APA 7: TWs Editor & ChatGPT. (2023, October 31). Pre-Emerging Bat Coronavirus Isolated and Neutralized with Existing Medication, Scientists Report. PerEXP Teamworks. [News Link]
In a pioneering set of experiments conducted by a collective team of researchers from various U.S. research institutions, they not only detected a “pre-emerging bat coronavirus” but also showcased the potent neutralization of this virus by a readily available monoclonal antibody. Moreover, the scientists observed that commonly used antiviral drugs displayed effectiveness against the virus in in vitro tests.
The particular bat-derived coronavirus under investigation bears the name BtCoV-422. Researchers utilized a pre-existing neutralizing monoclonal antibody called mAb JC57-11, initially designed to combat the Middle East respiratory syndrome coronavirus (MERS-CoV), which has been available for an extended period. MERS-CoV is a zoonotic virus originating from bats and infecting dromedary camels, which subsequently transmit the virus to humans. Notably, BtCoV-422 shares a genetic resemblance with MERS-CoV.
Published in Science Translational Medicine, researchers from Saint Louis University in Missouri collaborated with a nationwide team of scientists. They highlighted a seemingly straightforward concept: the countermeasures that have proven effective against other coronaviruses like MERS-CoV and SARS-CoV-2 should also have an impact on BtCoV-422. While most MERS-CoV–neutralizing monoclonal antibodies exhibited limited effectiveness against the virus, mAb JC57-11 demonstrated a robust and highly effective response.
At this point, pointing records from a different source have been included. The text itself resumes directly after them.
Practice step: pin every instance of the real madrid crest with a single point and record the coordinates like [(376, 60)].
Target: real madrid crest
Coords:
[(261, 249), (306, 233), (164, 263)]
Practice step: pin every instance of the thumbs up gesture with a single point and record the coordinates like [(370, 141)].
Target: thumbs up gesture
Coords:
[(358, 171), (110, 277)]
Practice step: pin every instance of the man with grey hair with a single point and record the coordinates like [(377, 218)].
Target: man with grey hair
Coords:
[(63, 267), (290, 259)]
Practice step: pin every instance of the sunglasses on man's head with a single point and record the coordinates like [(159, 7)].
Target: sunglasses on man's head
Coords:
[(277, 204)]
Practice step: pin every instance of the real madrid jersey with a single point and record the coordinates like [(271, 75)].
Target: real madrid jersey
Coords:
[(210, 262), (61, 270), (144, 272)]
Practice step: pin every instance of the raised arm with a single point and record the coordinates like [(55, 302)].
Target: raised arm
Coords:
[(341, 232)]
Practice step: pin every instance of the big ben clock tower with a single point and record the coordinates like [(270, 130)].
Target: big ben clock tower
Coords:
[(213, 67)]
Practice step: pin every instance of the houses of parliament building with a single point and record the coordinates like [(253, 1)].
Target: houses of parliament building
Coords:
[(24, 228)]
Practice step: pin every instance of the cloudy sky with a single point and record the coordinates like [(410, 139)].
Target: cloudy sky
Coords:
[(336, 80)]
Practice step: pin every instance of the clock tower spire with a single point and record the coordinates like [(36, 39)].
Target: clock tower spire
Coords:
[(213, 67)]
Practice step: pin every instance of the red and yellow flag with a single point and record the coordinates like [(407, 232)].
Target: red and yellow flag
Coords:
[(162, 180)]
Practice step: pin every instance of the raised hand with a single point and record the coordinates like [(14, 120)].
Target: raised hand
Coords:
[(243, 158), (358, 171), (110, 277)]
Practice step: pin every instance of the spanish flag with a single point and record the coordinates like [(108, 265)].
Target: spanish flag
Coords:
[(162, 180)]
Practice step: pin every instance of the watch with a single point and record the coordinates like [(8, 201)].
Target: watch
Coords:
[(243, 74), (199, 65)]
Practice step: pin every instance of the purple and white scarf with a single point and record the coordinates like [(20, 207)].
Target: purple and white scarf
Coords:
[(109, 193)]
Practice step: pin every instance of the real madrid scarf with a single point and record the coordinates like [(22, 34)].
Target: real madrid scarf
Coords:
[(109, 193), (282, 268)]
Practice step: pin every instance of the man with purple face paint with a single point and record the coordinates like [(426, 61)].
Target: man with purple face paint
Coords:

Experts emphasize the vital importance of readiness to prevent future pandemics. One of the key objectives of the World Health Organization is to recognize potential pandemic viruses and establish proactive strategies to mitigate and contain outbreaks before they can gain momentum.
Throughout the 21st century, new coronaviruses have sporadically crossed into human populations, including SARS CoV-1 in 2002, MERS-CoV in 2012, and SARS-CoV-2 in 2019. The World Health Organization’s experts have foreseen the potential for the emergence of additional coronaviruses in the near future.
Dr. Longping V. Tse, a molecular virologist at Saint Louis University, emphasized the necessity of comprehensive therapeutics and identifying conserved epitope targets for designing effective countermeasures in response to the recurring appearance of zoonotic human betacoronaviruses. He highlighted the urgency of determining the epitope, the specific part of the suspect viruses that the human immune system identifies. Furthermore, he emphasized the ongoing significance of addressing Middle East respiratory syndrome–related coronaviruses as a critical component of global health preparedness.
Bats, being Earth’s sole flying mammals, serve as hosts to a wide spectrum of viruses that do not harm them. These viruses include Ebola, Marburg, Nipah, and various coronaviruses. Researchers attribute the bats’ ability to tolerate these otherwise deadly pathogens to their extraordinary immune system. Bats exhibit longer lifespans compared to other animals of similar size, possess strong defenses against most infectious agents, and are rarely afflicted by cancer.
Tse, the lead author of the new research, pointed out that bats play a crucial role as a reservoir for numerous viruses that contribute to the transfer of coronaviruses to other mammals, including humans. He also noted that a MERS-like coronavirus has been discovered in pangolins, highlighting the broad host range of MERS-like coronaviruses. Similar to BtCoV-422, the pangolin-specific MERS-like coronavirus is regarded as a pre-emerging virus.
A) They presented the Gold-standard Fourier shell correlation (GSFSC) curve and angular distribution plot, which were generated during the global refinement of the BtCoV-422 spike bound to JC57-11 Fab using cryoSPARC v4.0.1.
B) The FSC curve and angular distribution plot were associated with the focused refinement process.
C) Color-coded representations of local resolution were provided for both the global and focused reconstructions. The top section displayed local resolution for the global reconstruction, while the bottom section showed it for the focused reconstruction.
D) The figures showed a map resulting from the focused refinement, with distinct components highlighted: the RBD (Colored blue), an N-linked glycan from the N-terminal domain (NTD) of the neighboring protomer (Colored green), the JC57-11 heavy chain (Colored yellow), and the JC57-11 light chain (Colored tan). Detailed views of the binding interface and their corresponding maps were also presented. Notably, oxygen atoms were represented in red, nitrogen atoms in blue, and sulfur atoms in yellow.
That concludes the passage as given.